Glossary

Your Guide to Understanding Mortgage Terminology

Adjustable-Rate Mortgage (ARM): A type of mortgage in which the interest rate can change over time based on market conditions, typically with an initial fixed-rate period followed by a variable rate period.

Amortization: The process of paying off a loan through regular payments over a set period of time.

Appraisal: An assessment of the value of a property conducted by a licensed appraiser.

Closing Costs: Fees for finalizing a mortgage, such as a title search and attorney fees.

Debt-to-Income Ratio (DTI): A ratio used by lenders to determine a borrower's ability to repay a loan, calculated by dividing monthly debt payments by monthly income.

Equity: The difference between the current value of a property and the amount still owed on the mortgage.

Fixed-Rate Mortgage: A type of mortgage in which the interest rate remains the same throughout the life of the loan.

Lien: A legal claim against a property as security for a debt or obligation.

Mortgage Insurance: Insurance that protects the lender if a borrower defaults on their loan.

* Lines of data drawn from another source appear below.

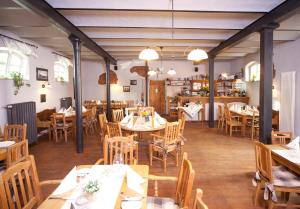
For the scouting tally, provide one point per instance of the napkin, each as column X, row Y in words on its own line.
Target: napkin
column 294, row 144
column 134, row 180
column 6, row 144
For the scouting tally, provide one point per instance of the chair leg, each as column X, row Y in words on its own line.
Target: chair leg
column 150, row 153
column 165, row 162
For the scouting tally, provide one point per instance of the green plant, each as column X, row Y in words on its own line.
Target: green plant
column 17, row 77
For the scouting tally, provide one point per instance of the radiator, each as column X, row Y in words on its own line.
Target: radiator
column 66, row 102
column 24, row 113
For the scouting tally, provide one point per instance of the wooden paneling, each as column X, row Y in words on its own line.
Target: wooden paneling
column 157, row 92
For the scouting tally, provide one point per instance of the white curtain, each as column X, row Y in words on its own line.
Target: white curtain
column 287, row 102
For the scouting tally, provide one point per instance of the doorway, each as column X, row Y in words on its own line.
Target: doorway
column 157, row 96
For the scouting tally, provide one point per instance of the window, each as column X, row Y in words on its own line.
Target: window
column 252, row 71
column 61, row 71
column 13, row 61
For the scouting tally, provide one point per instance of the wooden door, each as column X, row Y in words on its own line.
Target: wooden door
column 157, row 99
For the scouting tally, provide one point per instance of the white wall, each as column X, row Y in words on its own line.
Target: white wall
column 58, row 90
column 93, row 91
column 286, row 59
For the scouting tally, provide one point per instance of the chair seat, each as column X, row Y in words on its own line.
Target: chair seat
column 161, row 203
column 282, row 177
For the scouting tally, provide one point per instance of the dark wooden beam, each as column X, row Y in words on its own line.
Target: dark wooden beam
column 279, row 13
column 147, row 84
column 266, row 79
column 46, row 10
column 108, row 98
column 211, row 67
column 76, row 43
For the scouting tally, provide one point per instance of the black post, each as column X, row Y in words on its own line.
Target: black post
column 146, row 83
column 76, row 43
column 266, row 77
column 108, row 106
column 211, row 67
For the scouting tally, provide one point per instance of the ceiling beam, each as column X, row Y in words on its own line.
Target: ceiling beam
column 43, row 8
column 279, row 13
column 155, row 10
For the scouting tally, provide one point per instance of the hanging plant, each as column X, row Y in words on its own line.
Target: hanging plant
column 18, row 81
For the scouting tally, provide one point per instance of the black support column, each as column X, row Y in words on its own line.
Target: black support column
column 146, row 84
column 266, row 77
column 108, row 100
column 211, row 67
column 76, row 43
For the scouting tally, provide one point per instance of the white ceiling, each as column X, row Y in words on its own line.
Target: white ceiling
column 124, row 28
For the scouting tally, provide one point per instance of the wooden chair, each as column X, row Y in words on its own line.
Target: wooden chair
column 60, row 125
column 17, row 153
column 281, row 137
column 119, row 145
column 279, row 177
column 232, row 122
column 103, row 125
column 15, row 132
column 118, row 115
column 184, row 185
column 20, row 187
column 198, row 202
column 166, row 144
column 221, row 118
column 113, row 129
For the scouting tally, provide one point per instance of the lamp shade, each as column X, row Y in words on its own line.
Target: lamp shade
column 197, row 55
column 171, row 72
column 148, row 54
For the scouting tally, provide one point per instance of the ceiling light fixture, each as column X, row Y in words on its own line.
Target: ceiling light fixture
column 197, row 55
column 148, row 54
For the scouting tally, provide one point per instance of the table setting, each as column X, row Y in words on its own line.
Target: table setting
column 100, row 186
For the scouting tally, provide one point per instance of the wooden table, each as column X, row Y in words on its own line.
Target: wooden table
column 142, row 170
column 283, row 161
column 245, row 115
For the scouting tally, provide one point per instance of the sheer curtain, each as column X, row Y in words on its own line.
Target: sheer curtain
column 287, row 102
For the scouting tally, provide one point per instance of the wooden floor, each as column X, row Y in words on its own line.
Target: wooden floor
column 224, row 165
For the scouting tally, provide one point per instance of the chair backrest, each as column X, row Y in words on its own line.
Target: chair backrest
column 281, row 137
column 198, row 202
column 182, row 124
column 113, row 129
column 16, row 153
column 19, row 186
column 172, row 131
column 58, row 118
column 118, row 115
column 263, row 160
column 15, row 132
column 118, row 145
column 185, row 183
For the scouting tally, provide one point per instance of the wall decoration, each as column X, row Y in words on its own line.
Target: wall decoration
column 43, row 98
column 126, row 88
column 133, row 82
column 112, row 75
column 41, row 74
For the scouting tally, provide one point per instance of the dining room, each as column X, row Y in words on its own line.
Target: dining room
column 139, row 105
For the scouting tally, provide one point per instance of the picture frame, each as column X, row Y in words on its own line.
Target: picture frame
column 133, row 82
column 126, row 88
column 41, row 74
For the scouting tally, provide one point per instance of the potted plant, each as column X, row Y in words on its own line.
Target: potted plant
column 18, row 81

Pre-Approval: A process in which a lender evaluates a borrower's creditworthiness and determines the maximum amount they can borrow.

Refinance: The process of replacing an existing mortgage with a new one, often to secure a lower interest rate or better terms.

Title: The legal document that establishes ownership of a property.

Underwriting: The process by which a lender evaluates a borrower's creditworthiness and risk level in order to determine whether to approve a loan.